Supply Shortage of NAND Flash Worsens


The supply shortage of NAND flash has worsened in the fourth quarter of 2016 due to higher demand in the smartphone and SSD industries.

This is according to the report from DRAMeXchange, a price and supply-monitoring organisation that covers the CPU, memory and storage silicon markets.

The short supply, coupled with strong demand, has contributed to rising prices and lengthened lead times of NAND flash wafers and memory cards, as well as increased margins to suppliers at the expense of buyers.

Prices are also expected to rise for eMMC, eMCP and SSD products.

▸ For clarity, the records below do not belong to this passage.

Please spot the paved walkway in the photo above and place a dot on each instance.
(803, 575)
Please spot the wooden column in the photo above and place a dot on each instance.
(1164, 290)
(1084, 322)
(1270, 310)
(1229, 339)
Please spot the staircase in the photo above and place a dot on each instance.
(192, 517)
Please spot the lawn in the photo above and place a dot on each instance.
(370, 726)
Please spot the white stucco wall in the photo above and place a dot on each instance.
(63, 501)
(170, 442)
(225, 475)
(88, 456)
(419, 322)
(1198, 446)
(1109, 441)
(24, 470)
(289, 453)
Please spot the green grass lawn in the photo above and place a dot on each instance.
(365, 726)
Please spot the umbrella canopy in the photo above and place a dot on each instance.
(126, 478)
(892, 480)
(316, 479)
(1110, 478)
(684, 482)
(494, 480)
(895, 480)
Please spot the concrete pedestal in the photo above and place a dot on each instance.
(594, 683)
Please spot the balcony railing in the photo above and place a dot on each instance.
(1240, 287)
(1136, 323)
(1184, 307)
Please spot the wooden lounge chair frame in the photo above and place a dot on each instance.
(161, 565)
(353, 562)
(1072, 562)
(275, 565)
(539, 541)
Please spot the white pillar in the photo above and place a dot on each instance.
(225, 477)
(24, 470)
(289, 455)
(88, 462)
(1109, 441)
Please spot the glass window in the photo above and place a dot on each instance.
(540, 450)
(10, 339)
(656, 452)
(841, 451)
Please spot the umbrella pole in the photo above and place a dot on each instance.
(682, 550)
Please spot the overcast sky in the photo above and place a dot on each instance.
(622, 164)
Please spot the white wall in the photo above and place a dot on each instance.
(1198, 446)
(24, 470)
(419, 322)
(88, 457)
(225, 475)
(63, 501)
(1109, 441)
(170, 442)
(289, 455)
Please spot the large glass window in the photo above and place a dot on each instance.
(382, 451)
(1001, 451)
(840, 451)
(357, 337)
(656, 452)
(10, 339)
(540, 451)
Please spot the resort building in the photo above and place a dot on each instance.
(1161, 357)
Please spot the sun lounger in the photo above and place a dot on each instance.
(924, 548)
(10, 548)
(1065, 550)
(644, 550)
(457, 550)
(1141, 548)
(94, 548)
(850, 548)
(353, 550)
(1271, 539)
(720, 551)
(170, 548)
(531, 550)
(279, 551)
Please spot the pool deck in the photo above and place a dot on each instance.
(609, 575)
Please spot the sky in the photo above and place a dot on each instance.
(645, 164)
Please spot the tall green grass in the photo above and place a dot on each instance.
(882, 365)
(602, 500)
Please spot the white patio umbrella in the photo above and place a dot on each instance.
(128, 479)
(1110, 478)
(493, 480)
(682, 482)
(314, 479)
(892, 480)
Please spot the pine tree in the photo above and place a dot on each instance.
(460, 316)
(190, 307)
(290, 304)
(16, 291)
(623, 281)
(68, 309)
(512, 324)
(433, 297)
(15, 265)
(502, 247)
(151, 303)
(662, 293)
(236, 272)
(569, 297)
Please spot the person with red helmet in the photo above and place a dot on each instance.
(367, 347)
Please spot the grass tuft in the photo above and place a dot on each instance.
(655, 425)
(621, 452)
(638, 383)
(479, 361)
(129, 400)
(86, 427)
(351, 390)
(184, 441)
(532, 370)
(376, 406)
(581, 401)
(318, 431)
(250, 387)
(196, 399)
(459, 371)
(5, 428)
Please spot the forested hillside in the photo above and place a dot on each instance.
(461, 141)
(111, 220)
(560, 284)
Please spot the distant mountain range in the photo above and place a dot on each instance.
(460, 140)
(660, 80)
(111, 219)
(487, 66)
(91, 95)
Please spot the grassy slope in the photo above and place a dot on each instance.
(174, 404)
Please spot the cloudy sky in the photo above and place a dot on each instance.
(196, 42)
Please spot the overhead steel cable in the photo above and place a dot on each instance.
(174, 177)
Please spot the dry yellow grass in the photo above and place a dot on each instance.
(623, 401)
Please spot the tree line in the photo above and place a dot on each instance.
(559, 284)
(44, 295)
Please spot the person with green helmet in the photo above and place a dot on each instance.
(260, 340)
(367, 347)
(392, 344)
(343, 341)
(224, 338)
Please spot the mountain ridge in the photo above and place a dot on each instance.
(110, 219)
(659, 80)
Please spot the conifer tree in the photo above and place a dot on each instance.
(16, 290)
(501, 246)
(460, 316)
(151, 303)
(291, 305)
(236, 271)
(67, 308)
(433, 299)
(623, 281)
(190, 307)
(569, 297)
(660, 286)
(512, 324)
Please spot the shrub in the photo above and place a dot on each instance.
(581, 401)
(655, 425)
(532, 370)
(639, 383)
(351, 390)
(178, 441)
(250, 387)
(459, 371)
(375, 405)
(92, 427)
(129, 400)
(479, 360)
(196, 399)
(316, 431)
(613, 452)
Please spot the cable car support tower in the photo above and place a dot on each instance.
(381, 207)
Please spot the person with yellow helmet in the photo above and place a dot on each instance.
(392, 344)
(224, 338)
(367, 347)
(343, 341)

Key reasons for this shortage include:

  • Continued high levels of demand for smartphones - in particular a doubling of storage capacity in new iPhone 7 options and an increase in demand from Chinese smartphone makers
  • Increased demand from manufacturers for SSDs and the growing frequency of flash storage deployment by datacentre hardware makers
  • Difficulties NAND flash manufacturers are experiencing in switching to 3D NAND production. 3D NAND flash stacks memory cells vertically, unlike 2D or planar flash, boosting storage capacity and density
  • High demand for PCs and notebooks, with average flash adoption in notebooks expected to exceed 30% for the first time in 2016
  • Increasing levels of SSD deployment in personal computing and datacentre hardware are driven by the growing competitiveness in price between flash drives and spinning HDD drives, which are thought to achieve parity at some point in 2017

Paul Norbury, chief executive, Cardwave Services LTD, and board member, SD Association, commented: "Although NAND supply has tightened this quarter, the supply situation should improve next year as new 3D capacity comes online. The supply chain can be managed more effectively with good forecasting but companies should also be prepared to accept an increase in their lead times and anticipate that they may have to accept multiple part-deliveries until supply improves."